Tuesday, March 07, 2006

Lab results

Here it is a month gone already and I haven't posted anything. I was never much of one for journals.

I got the results of the lab work from my last checkup two weeks ago:

Blood Sugar:
Fasting - 130
A1C - 6.4

Cholesterol:
Total - 159
HDL - 43
LDL - 90
Trigl - 130

Blood Pressure:
129/80

I am very pleased with the results. In addition, I feel at least ten years younger (which is to say I probably feel like my actual 43, and not like an old geezer).

My weight is down to 264. That's a forty pound loss since August of 2005. I'm beginning to see my next goal of 250 on the horizon. If everything goes like it's been going, I should get there by mid to late summer.

Exercise is probably the single most important factor to which I can attribute this improvement. I now get a forty-minute workout on the treadmill on a regular basis. A few of those minutes are spent actually jogging these days. After I work on the treadmill I do some pushups. I can only do about ten at a time. I do three sets of ten with about a minute rest in between.

BG readings at night are quite good. Last night it was 112. Of course, this morning it was 121.

I remain...

Mr. Dawn Phenomenon.

Tuesday, February 07, 2006

Exercise

The one thing which has had the greatest benefit to me on the diabetes battlefront is exercise. I am amazed and impressed with the results of adding exercise to my lifestyle. Here are some important things I am learning about exercise:

1. The results are immediate. I can drop my blood glucose as much as 60 points after a thirty minute workout. I have measured before and after results on several occasions and post-exercise BG levels are always significantly lower.

2. The results are long lasing. BG levels stay reasonable even two or three days after a workout, provided I don't stray too much in my food choices.

3. It improves many other aspects of my life. I sleep better. I am more alert during the day. I feel more motivated to work. I'm just in a better mood overall.

Of course we've all had it drummed into us how beneficial exercise is for years. The problem is getting started. For someone like me who hates to exercise it is difficult work.
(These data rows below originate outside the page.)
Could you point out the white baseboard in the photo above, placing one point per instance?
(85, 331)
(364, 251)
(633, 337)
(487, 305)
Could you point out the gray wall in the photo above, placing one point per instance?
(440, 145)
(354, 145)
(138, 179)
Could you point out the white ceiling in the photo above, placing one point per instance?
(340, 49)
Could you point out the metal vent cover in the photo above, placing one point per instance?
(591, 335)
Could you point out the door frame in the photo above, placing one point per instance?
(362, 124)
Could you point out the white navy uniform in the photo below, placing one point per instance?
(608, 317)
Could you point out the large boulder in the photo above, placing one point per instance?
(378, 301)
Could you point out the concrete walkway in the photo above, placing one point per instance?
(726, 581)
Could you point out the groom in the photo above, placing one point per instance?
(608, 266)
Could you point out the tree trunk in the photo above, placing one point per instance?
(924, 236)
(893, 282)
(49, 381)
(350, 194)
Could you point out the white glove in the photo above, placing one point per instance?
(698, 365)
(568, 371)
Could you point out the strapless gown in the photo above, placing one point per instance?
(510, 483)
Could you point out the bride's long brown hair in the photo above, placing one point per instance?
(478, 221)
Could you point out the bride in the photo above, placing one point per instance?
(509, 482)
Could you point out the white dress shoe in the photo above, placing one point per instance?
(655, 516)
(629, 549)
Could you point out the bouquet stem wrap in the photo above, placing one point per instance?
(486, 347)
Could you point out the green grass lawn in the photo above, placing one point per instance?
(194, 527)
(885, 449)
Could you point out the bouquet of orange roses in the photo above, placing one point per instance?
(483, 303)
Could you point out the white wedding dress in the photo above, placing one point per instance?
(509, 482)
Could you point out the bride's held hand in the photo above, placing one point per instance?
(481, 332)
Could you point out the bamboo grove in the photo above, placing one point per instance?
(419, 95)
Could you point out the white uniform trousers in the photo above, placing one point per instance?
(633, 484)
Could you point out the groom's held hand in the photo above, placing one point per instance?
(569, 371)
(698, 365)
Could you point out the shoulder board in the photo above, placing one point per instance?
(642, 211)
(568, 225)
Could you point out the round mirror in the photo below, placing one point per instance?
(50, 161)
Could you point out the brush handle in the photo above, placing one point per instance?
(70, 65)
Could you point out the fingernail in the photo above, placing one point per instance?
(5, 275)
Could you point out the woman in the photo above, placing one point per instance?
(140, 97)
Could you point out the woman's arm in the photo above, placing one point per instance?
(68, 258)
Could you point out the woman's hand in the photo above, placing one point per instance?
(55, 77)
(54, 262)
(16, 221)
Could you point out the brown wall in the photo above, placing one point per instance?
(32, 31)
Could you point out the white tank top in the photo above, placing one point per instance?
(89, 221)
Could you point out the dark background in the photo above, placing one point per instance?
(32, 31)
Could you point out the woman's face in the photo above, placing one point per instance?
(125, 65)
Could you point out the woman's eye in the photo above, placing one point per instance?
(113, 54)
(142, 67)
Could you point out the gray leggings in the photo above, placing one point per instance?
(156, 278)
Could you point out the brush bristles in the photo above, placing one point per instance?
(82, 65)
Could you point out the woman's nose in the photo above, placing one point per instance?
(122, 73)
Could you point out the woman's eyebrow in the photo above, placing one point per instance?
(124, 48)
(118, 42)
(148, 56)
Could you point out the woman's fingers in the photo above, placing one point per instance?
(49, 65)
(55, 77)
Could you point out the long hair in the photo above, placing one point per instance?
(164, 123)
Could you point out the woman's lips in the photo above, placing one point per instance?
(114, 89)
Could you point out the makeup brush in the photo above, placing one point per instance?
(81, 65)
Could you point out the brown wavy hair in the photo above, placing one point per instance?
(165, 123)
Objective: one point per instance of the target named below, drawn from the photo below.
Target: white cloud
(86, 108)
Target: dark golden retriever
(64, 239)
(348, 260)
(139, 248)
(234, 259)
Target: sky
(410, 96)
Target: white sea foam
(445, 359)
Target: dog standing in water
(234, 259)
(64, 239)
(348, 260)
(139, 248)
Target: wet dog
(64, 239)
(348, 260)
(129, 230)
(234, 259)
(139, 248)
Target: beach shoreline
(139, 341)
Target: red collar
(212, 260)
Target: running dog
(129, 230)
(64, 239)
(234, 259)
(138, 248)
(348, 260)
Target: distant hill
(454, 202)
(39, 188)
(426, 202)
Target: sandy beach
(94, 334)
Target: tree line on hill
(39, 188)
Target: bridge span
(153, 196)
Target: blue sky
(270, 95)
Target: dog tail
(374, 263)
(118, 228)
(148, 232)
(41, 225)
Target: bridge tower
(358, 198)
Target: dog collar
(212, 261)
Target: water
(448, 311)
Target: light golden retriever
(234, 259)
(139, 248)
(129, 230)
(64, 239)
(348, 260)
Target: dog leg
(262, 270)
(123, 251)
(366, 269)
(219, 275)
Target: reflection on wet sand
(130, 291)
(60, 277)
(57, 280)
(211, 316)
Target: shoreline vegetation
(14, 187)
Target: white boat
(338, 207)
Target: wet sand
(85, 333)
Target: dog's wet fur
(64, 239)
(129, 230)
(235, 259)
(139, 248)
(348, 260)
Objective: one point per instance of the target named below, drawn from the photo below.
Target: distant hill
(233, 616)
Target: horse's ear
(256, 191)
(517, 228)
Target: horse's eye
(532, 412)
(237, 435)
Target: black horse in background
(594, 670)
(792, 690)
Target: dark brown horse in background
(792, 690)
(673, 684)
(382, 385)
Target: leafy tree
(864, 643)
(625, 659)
I think I've discovered the reason why so many people like me have trouble getting started on an exercise program. We're told by health and fitness professionals that we have to get so many minutes of exercise per day. The numbers seem to vary from expert to expert (30 minutes per day; 150 minutes per week; etc.), but whatever number they give out, they fail to explain that this is an ideal number.

You see, if you tell a person like me that I need to get 30 minutes per day of exercise, then I immediately picture this stopwatch in my head, and begin dreading the drudgery of trying to fill the next 30 minutes with some sort of exercise. This is no way to start an exercise program.

I've tried starting exercise programs like this in the past and they've all failed. Even now, despite seeing the benefits of exercise; despite the feeling it gives me afterwards; I am still reluctant to get started. So, what I do is this: I tell myself that I'm just going to exercise for ten minutes. Generally, after ten minutes, I realize that I'm enjoying myself more, and so I try to go another five minutes. This process continues every few minutes until I finally reach 30 minutes. These days I'm inclined to continue up to forty minutes or more.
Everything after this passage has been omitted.